The Centers for Medicare & Medicaid Services issued a rule in early August that will cut $360 million in Medicare payments to skilled nursing facilities for fiscal year 2010. The current administration also recently imposed cuts of at least $12 billion to nursing home care for seniors and people with disabilities.

As executive director of the Nevada Health Care Association, a non-profit organization of long-term care facilities and associate members in Nevada, I see first-hand the challenges faced by patients and caregivers in our nation’s healthcare delivery system —a key component of which is long-term care—each day.

In representing nearly 50 Nevada-based nonprofit and for-profit assisted living, nursing facilities and sub-acute care providers that care for nearly 6,000 elderly and disabled individuals statewide and employ more than 8,000 Nevadans, I fully support meaningful healthcare reform. That’s reform to improve overall patient care, raise the bar on greater efficiencies and stem rising healthcare costs – but not at the expense of our nation’s nursing home residents and those who provide their care.

I understand the need for reform, but I don’t believe that Congress fully understands the severe impact these combined cuts would have on the quality of skilled nursing care, as well as much-needed healthcare jobs in our community.

This isn’t just a topic of discussion for the elderly and their families. The effects of cuts like these on long-term care industries nationwide would be crippling. Cuts would not only affect patients’ eligibility for compensation, but they would affect the level of care, the access to care and the healthcare community as a whole.
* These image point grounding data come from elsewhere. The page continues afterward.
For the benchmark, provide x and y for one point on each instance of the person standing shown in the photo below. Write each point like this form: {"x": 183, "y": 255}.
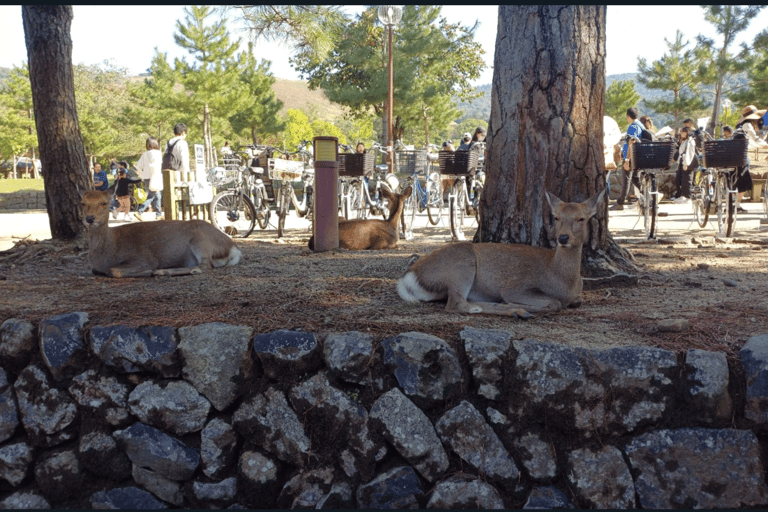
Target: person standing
{"x": 635, "y": 129}
{"x": 149, "y": 167}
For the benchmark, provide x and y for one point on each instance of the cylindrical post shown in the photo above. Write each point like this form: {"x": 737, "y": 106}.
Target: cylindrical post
{"x": 326, "y": 206}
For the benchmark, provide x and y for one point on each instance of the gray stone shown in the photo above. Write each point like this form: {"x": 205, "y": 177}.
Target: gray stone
{"x": 48, "y": 415}
{"x": 537, "y": 457}
{"x": 9, "y": 414}
{"x": 397, "y": 488}
{"x": 708, "y": 385}
{"x": 102, "y": 395}
{"x": 754, "y": 358}
{"x": 487, "y": 351}
{"x": 425, "y": 366}
{"x": 62, "y": 344}
{"x": 174, "y": 406}
{"x": 25, "y": 500}
{"x": 465, "y": 492}
{"x": 150, "y": 448}
{"x": 345, "y": 423}
{"x": 350, "y": 356}
{"x": 698, "y": 468}
{"x": 226, "y": 490}
{"x": 58, "y": 475}
{"x": 217, "y": 360}
{"x": 126, "y": 498}
{"x": 142, "y": 349}
{"x": 464, "y": 430}
{"x": 547, "y": 498}
{"x": 218, "y": 443}
{"x": 306, "y": 489}
{"x": 99, "y": 455}
{"x": 15, "y": 461}
{"x": 17, "y": 343}
{"x": 164, "y": 488}
{"x": 602, "y": 479}
{"x": 268, "y": 421}
{"x": 286, "y": 354}
{"x": 408, "y": 429}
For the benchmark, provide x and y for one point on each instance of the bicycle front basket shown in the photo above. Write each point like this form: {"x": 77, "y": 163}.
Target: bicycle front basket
{"x": 457, "y": 163}
{"x": 652, "y": 155}
{"x": 725, "y": 153}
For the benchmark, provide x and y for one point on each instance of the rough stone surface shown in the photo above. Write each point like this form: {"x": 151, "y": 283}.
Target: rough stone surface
{"x": 465, "y": 492}
{"x": 17, "y": 343}
{"x": 398, "y": 488}
{"x": 15, "y": 462}
{"x": 48, "y": 415}
{"x": 708, "y": 385}
{"x": 754, "y": 358}
{"x": 698, "y": 468}
{"x": 408, "y": 429}
{"x": 58, "y": 475}
{"x": 487, "y": 351}
{"x": 217, "y": 360}
{"x": 217, "y": 447}
{"x": 602, "y": 478}
{"x": 151, "y": 448}
{"x": 287, "y": 354}
{"x": 143, "y": 349}
{"x": 464, "y": 430}
{"x": 62, "y": 344}
{"x": 268, "y": 421}
{"x": 102, "y": 395}
{"x": 175, "y": 406}
{"x": 425, "y": 366}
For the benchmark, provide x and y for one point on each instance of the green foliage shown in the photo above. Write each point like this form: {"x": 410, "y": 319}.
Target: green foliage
{"x": 619, "y": 96}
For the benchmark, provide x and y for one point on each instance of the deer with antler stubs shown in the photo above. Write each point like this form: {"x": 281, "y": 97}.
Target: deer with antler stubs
{"x": 507, "y": 279}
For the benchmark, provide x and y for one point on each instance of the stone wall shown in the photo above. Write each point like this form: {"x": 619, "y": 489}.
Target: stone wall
{"x": 27, "y": 200}
{"x": 217, "y": 415}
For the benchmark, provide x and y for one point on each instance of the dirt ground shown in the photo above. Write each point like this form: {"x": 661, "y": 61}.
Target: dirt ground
{"x": 721, "y": 288}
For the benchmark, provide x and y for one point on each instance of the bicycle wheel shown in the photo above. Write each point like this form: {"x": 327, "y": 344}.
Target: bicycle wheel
{"x": 456, "y": 206}
{"x": 648, "y": 194}
{"x": 434, "y": 199}
{"x": 233, "y": 213}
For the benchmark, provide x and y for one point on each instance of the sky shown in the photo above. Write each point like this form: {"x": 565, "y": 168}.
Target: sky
{"x": 128, "y": 35}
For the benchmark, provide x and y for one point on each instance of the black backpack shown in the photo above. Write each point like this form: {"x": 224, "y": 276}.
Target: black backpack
{"x": 171, "y": 158}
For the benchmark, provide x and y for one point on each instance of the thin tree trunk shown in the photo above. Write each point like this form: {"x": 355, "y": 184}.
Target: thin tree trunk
{"x": 546, "y": 126}
{"x": 62, "y": 154}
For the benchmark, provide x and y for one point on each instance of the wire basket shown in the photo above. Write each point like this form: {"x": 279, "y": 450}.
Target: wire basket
{"x": 356, "y": 164}
{"x": 725, "y": 153}
{"x": 652, "y": 155}
{"x": 411, "y": 161}
{"x": 457, "y": 163}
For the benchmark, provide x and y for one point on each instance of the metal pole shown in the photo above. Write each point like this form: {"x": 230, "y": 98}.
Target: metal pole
{"x": 390, "y": 101}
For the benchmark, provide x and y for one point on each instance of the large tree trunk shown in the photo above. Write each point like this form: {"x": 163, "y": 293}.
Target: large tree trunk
{"x": 546, "y": 127}
{"x": 62, "y": 154}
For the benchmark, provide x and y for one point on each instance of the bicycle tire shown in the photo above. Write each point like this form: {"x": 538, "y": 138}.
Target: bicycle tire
{"x": 434, "y": 200}
{"x": 456, "y": 206}
{"x": 233, "y": 213}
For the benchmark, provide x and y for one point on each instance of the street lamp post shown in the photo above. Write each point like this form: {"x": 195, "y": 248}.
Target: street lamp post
{"x": 390, "y": 15}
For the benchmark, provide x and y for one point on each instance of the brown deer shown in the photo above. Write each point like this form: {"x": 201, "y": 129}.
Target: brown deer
{"x": 165, "y": 247}
{"x": 363, "y": 234}
{"x": 507, "y": 279}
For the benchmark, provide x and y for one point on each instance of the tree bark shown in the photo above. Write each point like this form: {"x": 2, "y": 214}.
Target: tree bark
{"x": 546, "y": 127}
{"x": 62, "y": 154}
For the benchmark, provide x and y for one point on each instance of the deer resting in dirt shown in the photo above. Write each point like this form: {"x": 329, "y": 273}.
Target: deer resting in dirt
{"x": 507, "y": 279}
{"x": 164, "y": 247}
{"x": 362, "y": 234}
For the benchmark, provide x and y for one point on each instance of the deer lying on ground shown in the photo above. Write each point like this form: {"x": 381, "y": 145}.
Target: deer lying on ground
{"x": 362, "y": 234}
{"x": 164, "y": 247}
{"x": 507, "y": 279}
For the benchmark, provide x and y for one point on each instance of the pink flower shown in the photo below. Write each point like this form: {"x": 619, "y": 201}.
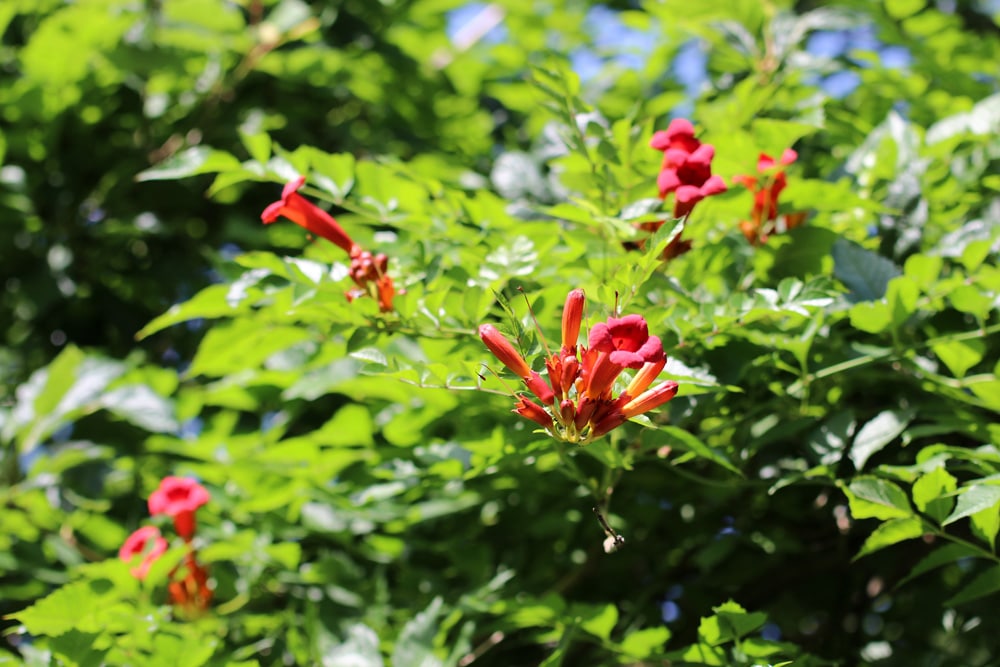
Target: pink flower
{"x": 579, "y": 405}
{"x": 686, "y": 171}
{"x": 146, "y": 542}
{"x": 369, "y": 272}
{"x": 678, "y": 135}
{"x": 304, "y": 213}
{"x": 178, "y": 498}
{"x": 766, "y": 188}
Why? At most facilities, 80% of the patients and residents cared for rely on Medicare and Medicaid to pay for their care and services. In fact, cuts to Medicare are magnified by the fact that Medicare funding helps to balance out Medicaid’s chronic underfunding of skilled nursing care—a growing problem in the current fiscal environment as many states are squeezing, or even freezing, Medicaid rates.

‘Domino effect’

Even if patients are no longer eligible for Medicare or Medicaid, they cannot be unsafely discharged from long-term care facilities. Thus, our long-term care facilities end up housing an ever-increasing number of patients for free, taking up space for those who are eligible and also causing long-term care facilities to lose funds. This creates a “domino effect.”

Because patients with no coverage are continuing to fill long-term care beds, additional folks in need of those long-term care beds are forced to stay in hospitals. In turn, those needing hospital services are forced to turn to emergency rooms for care. And those who are truly suffering from an emergency could, as a result, wait hours for the help they need.

If the deep additional cuts proposed by Congress are approved, skilled nursing facilities across the country could be forced to reduce jobs, negatively affecting the quality of care long-term care providers can offer. Hundreds of long-term care jobs could be lost as a result of these cuts.

Patient care and quality of life is directly related to sufficient staffing levels and a trained quality workforce. And while I support efforts to make certain that 47 million uninsured Americans can access the care they need, I want to ensure that the care our country’s long-term care facilities provide continues to be the quality of care that every American should expect.

In addition, these proposed cuts to nursing home care are highly disproportionate as compared with other areas of healthcare. In fact, in the current House bill, providers of skilled nursing facility care would shoulder almost 10% of the cuts to Medicare revenues in the next decade.

Healthcare reform must not compromise the quality of care of patients by removing resources from an already overstretched long-term care system.